Bei meiner Rückkehr fordere ich einen der ganz großen Kotzbrocken auf noch einen Satz zu bilden.
"Die Lehrerin hat einen Knall!", liest er vor und schaut mich provozierend an.
Professionell bitte ich ihn nun das Verb und den dazugehörigen Infinitiv zu nennen!
Er funkelt mich an und antwortet: "Knall ist das Verb. Knallen der Infinitiv!".
Ich nutze die Steilvorlage und erkläre ihm: "Den einzigen Knall hast auf jeden Fall du, denn du weißt leider nicht was Verben sind."
Nach Stundenende bitte ich ihn noch zu bleiben. Auf meine Frage, warum er so ungehobelt sei, bekomme ich wütend entgegengebrüllt, er habe schließlich einen scheiß Tag. Und dann wäre das so.
Noch ist der Schultag nicht um, und ich gebe ihm noch eine Chance zu einem guten zu werden.
Ohne besondere Vorkommnisse in den weiteren Stunden, kehre ich also in meine letzte heutige Unterrichtsstunde ein.
Dort sitzen heute einfach fünf neue Schüler, die erst jetzt den Weg in die Schule gefunden haben.
Wie auch immer, beim Besprechen einer Aufgabe, die gerade einer der Schüler liest, herrscht wildes Durcheinandergebrabbel. Ich mahne zur Ruhe.
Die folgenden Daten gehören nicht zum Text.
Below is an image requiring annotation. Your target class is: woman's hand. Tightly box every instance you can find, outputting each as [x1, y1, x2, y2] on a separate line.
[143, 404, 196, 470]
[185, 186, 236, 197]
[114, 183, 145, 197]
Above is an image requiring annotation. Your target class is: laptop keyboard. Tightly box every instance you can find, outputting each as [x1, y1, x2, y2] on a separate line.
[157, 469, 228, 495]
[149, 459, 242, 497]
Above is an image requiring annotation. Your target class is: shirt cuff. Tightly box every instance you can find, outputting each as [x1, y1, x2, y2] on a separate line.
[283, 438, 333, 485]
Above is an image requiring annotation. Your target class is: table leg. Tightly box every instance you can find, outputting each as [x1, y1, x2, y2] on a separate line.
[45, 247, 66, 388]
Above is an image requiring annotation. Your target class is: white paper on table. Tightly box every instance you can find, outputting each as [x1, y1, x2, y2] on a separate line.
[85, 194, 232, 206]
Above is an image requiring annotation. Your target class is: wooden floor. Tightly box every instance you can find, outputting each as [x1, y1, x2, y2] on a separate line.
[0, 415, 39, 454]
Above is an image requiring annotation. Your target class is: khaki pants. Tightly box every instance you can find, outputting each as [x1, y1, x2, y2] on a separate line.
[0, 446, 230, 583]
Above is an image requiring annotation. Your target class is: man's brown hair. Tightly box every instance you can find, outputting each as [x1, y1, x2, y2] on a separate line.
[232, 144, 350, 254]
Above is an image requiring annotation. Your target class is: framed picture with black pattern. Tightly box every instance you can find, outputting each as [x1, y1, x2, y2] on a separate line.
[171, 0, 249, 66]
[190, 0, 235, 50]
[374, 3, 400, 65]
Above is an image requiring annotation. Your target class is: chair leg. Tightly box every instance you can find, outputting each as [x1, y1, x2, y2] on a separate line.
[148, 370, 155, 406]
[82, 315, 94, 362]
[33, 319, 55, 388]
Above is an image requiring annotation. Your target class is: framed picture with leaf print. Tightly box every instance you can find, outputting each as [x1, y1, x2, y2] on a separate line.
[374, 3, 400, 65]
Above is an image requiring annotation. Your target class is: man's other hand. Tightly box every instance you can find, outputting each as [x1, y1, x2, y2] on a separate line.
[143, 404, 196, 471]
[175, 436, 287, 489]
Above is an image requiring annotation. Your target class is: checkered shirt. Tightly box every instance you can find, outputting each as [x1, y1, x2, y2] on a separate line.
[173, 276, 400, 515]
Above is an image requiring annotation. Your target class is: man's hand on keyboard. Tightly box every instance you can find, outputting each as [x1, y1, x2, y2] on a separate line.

Das interessiert nicht, denn es scheint elementarer zu wissen wie spät es nun sei. Da ja niemand dazu in der Lage ist seine protzige nachgemachte analoge Markenuhr zu lesen, wird solange herumgefragt, bis irgendwer eine digitale Uhrzeit auftreibt: "15 Minuten vor halb drei!"
Mittlerweile schimpfe ich und nenne die Störenfriede, die nach Stundenende noch im Klassenraum bleiben sollen.
Es entsteht ein noch lauterer Tumult: "Lan, isch schwör, nur weil du die Zeit wissen musst, muss isch bleiben. Isch mach disch gleich kalt" brüllt einer der heute frisch Eingetroffenen: Ein schlaksiger Bursche in Fliegerseidemontur.
Es klingelt und ich lasse die Anderen gehen. Es versammelt sich die zuvor ertappte Labergang um mein Pult. Der Jogginganzugjunge gebärdet sich weiterhin aggressiv. Ich spreche ihn darauf an, dass er seine aufbrausende Art zügeln müsse.
Er schwört. Das kann er ziemlich gut: "Isch schwör isch bin nicht aggressiv. Das haben jetzt alle Lehrer seit der Grundschule gesagt. Isch bin das aber nisch. Isch schwör, das ist nur meine Art! Wenn sie misch länger kennen, merken sie das isch es nisch bin. Isch kann nichts für meine Art!"
Mit den Worten "Wenn du so weiter machst, werden wir beide gar keine Gelegenheit mehr haben uns näher kennen zu lernen", scheuche ich die Bande raus.
Für heute reicht's! Definitiv!
Ich habe kein Blag mit scheiß Namen im Auto. Dafür habe ich 124673156 Blagen mit mal mehr und mal weniger scheiß Verhaltensweisen in den Klassen.
Gibt es dafür auch einen Autoaufkleber?